富士電機は,船舶事業の強化に向け,船舶スクラバ用レーザー方式ガス分析計を発売した(ニュースリリース)。

国際海事機関(IMO)は,大気汚染原因物質の1つである硫黄酸化物(SOx)の排出量抑制に向け,船舶燃料の硫黄分濃度の上限を,指定海域を除く全海域で,2020年に0.5%(現在3.5%)とすることを定めている。

この規制は新造・既存船問わず全船に適用され,船舶所有者は規制強化以降,低硫黄成分燃料へ切り替えるか,船舶用排ガス浄化装置(SOxスクラバ)を使用するなどの対応が必要となる。また,SOxスクラバを搭載した船舶は,排ガス浄化性能の指標として,二酸化硫黄(SO2)と二酸化炭素(CO2)のガス濃度比を連続監視することが義務付けられている。

今回,同社は排ガス監視装置として,世界最小の船舶スクラバ用レーザー方式ガス分析計を発売した。
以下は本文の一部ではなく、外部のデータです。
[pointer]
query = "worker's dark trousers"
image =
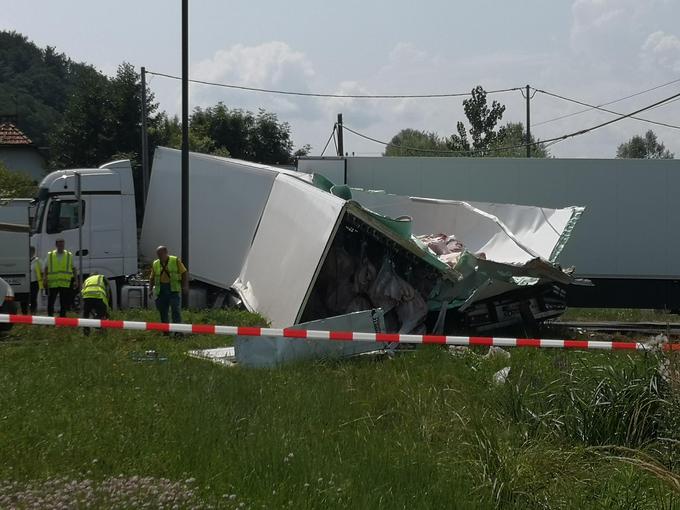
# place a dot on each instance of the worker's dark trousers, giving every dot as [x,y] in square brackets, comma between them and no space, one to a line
[168,300]
[35,288]
[94,308]
[65,297]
従来のガス分析計は,煙突から排ガスを吸引する採取器と加熱導管,排ガス中のダスト・水分を除去するサンプリング機器(前処理機能),各機器への電源供給・通信を行なう制御機器,排ガス中のSO2とCO2の濃度を測定するガス分析計で構成される。これらを盤用キャビネットに格納するため,船内に大規模な設置場所を確保する必要があった。

この製品は,前処理機能を採取部に集約し,検出部・制御部・採取部の3ユニット構成で設計。ユニットごとに壁面や床などフレキシブルな配置が可能。さらに,耐腐食性材料を採用するなどして盤への格納を不要とすることで,同社従来製品に比べて体積を90%低減し,世界最小サイズを実現した。これらにより,既存船への設置(レトロフィット)が容易となる。

また,このレーザー方式ガス分析計では,レーザー素子と受光素子を用いてSO2とCO2の濃度を同時に測定する。一般的な赤外線方式と比べ構成部品が少なく信号ノイズを大幅に低減できる。そのため,校正作業を年1回に低減(赤外線方式は毎週必要)するとともに,交換部品が少ないことから,赤外線方式に比べてランニングコストを50%以下に低減できるという。

同社は,2018年に船舶用排ガス浄化システム(EGCS)を発売している。今回の製品を同社製EGCSに適用し,システムを強化するとともに,他スクラバメーカーに対しても今回の分析計を拡販することで,船舶事業の拡大を図るとしている。